46.BÖLÜM MODEL

5.6K 236 145
                                    

Başlangıçlar. Ah, şu bir türlü yapamadığımız, belki de asla yapamayacağımız başlangıç silsilesi.Bazen yelteneceğimiz ama asla yapamayacaklarımız.Durdurulacaklarımız, korkacağımız, dehşete düşeceklerimiz.

Bir insan gerçekten de yeniden başlayamaz mı?Her şeye yeniden.Anne karnının cennetinden sonra ilk defa dünyanın pis havasını minik ciğerlerine dolduran, tüm kötülüklerden habersiz, meleksi kokusuyla, buruşmuş derisi ve sıcacık kalbiyle bir yeni doğan olamaz mıyız?

Yeniden başlamak için fazla mı kirliyim?Sevdiğim adama yeniden aşık olmak için fazla mı geç kaldım?Yalandan ibaret olmayan bir dünyada ayakta kalabilir miyim? Birden fazla kişinin ölümünü hiç görmemiş gibi yapabilir miyim? Tüm dünyanın gözü önünde katilden fazlası olabilir miyim?

Ben bir katilim.
Ben bir katil miyim?
Ben kimim?

Yere düşen küpeye göz ucuyla baktım.Üzerine düştüğü kan havuzunda kırmızıya boyanmıştı. Ölüm yavaşlığıyla eğildim, belki de dünyanın en çok tanınan insanlarının kendilerinden kirli ayakkabılarının değdiği o soğuk taşlara oturdum. Belkide birçok genç kızın hayali olan o elbise şimdi bir tuvalet zeminindeki kanla boyanmıştı.Bu elbise kanla boyanmak için dikilmişti belki, kan bulaştığında sanki başından beri böyle olması gerektiği hissine kapıldım.

"Burada ne yapıyorum ben? Ben neden geldim buraya?" diye bağırdım gözlerimi elbisemin eteklerinin ucundaki kırmızı kan lekelerinden gözlerimi ayırmadan.Sağ elimi zeminde gezdirdim, elmas küpeyi kan girdabının içinden çıkardım.Havaya kaldırdım.Işığın üzerine düşüp kırıldığı, renk cümbüşünde kayboldum, kendimi aradım.Derin bir nefes aldım, son nefesim kadar derin, içten.

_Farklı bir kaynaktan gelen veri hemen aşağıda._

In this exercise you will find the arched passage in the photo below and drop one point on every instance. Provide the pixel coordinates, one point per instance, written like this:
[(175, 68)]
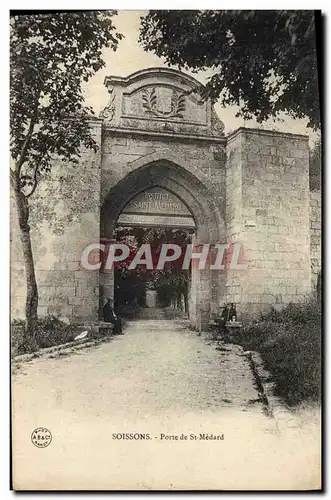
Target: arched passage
[(166, 174)]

O an sanki kulağımdaki perde kalktı, sesleri ilk defa işitircesine duymaya başladım.Tuvaletin kapısının ardından gelen tanıdık sesler.Jenna'nın haykırışı, Lara'nın, annemin...

Kapıya sertçe inen darbeler, kapıyı açmaya yeterli olmayan ama menteşeleri gıcırdatan darbe sesleri, belki yumruk belki tekme.

Ama ben kapıyı kitlemedim.Kapıyı O kitledi.

Başımı soluma döndürdüğümde sanki uzun süredir sağımda kalan kapıya bakıyormuşcasına tutuldum.Elimdeki elmas küpe kaydı, tekrar kan gölüne düşüp kayboldu bense elimi boynuma götürdüm.Elimdeki kan boynuma işlediğinde ıslaklık beni irkiltmişti.Hemen lavaboların yanında duvara yaslanmış karaltı ona baktığımı fark edince başını yere eğdi. Siyahtı, belki giydiği kapüşondan simsiyah gözüküyordu belki de loş ışıktan.Göğsünde birleştirdiği kollarını serbest bırakınca sol elinde eldiveninin arasından kanlı bir bıçak göründü.Oturduğum fayansta korkuyla geriledim ta ki sırtım duvara değene dek.

"Sophia'yı öldürmüşsün..."diye fısıldadım.Cevap vermedi.Sanki yıllardır beni izliyordu, beni tanıyordu, yıllardır elinde bıçakla doğru zamanı bekliyordu.

Yanıma geldiğinde gözlerimi sıkıca kapadım.Dişlerimi birbirine sertçe bastırdım, çığlık atmayacaktım.Gözlerimi tekrar araladığımda hemen yüzümün birkaç santim uzağındaydı, nefesini soludum.Yüzünde bir maske vardı, elindeki bıçağı görebileceğim bir şekilde havaya kaldırdı.Elimi havaya kaldırdım.Duraksadı bunu beklemiyordu.

"Önce maskeni çıkar."diye fısıldadım.Gücüm kalmamıştı, savaşmayacaktım.Karşımdaki silüet buz tuttu, bunu beklemiyordu.Bıçağı indirdiğinde elim nazikçe havada süzüldü, maskesine gitti.Silüet afalladı boşta kalan elini kanlı elimin üzerine koydu, maskesinden ayırdı.Elim fayansa düşerken kendi eli maskesine gitti.Maskeyi çekiştirdi, ayırdı, parçaladı.